The action was brought by employees who sought to litigate Fair Labor Standards Act claims, and related state claims, through federal class actions, or collective actions. The parties argued that a “saving clause” in the law removes the mandate if the arbitration agreement violates another federal law, and the agreements in question violated the National Labor Relations Act.
The opinion consolidated three appeals, Epic Systems Corp v. Lewis, Ernst & Young v. Morris and National Labor Relations Board v. Murphy Oil USA.
Justice Neil Gorsuch wrote for the majority, finding that Congress has instructed that arbitration agreements written like the ones before the court must be enforced as written. The majority also found that nothing in the National Labor Relations Act suggested that Congress had the intention to displace the Arbitration Act.

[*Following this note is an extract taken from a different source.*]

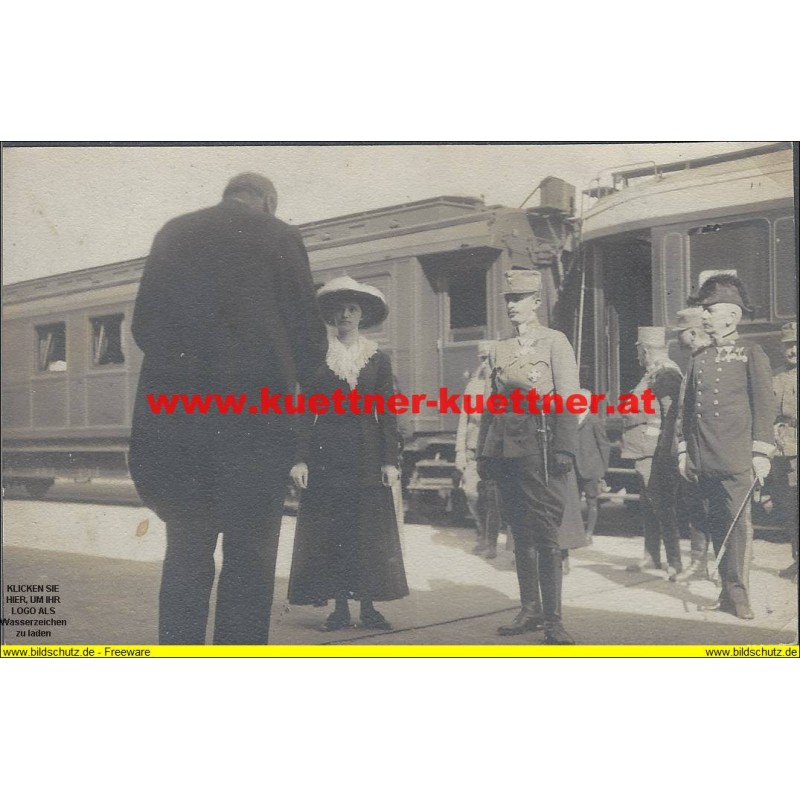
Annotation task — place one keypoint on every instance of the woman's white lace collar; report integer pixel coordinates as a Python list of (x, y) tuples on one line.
[(347, 362)]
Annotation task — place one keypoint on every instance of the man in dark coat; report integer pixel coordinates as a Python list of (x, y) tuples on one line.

“These rules exist for good reasons. Respect for Congress as drafter counsels against too easily finding irreconcilable conflicts in its work. More than that, respect for the separation of powers counsels restraint. Allowing judges to pick and choose between statutes risks transforming them from expounders of what the law is into policymakers choosing what the law should be,” the majority opinion reads. “Our rules aiming for harmony over conflict in statutory interpretation grow from an appreciation that it’s the job of Congress by legislation, not this Court by supposition, both to write the laws and to repeal them.”
Gorsuch was joined by Chief Justice John Roberts and Justices Anthony Kennedy and Samuel Alito. Justice Clarence Thomas wrote a concurrence, and Justice Ruth Bader Ginsburg authored a dissent, joined by Justices Stephen Breyer, Sonia Sotomayor and Elena Kagan.
Ginsburg read her dissent, SCOTUSBlog reported.
“The law could hardly be otherwise: Employees’ rights to band together to meet their employers’ superior strength would be worth precious little if employers could condition employment on workers signing away those rights,” Ginsburg wrote.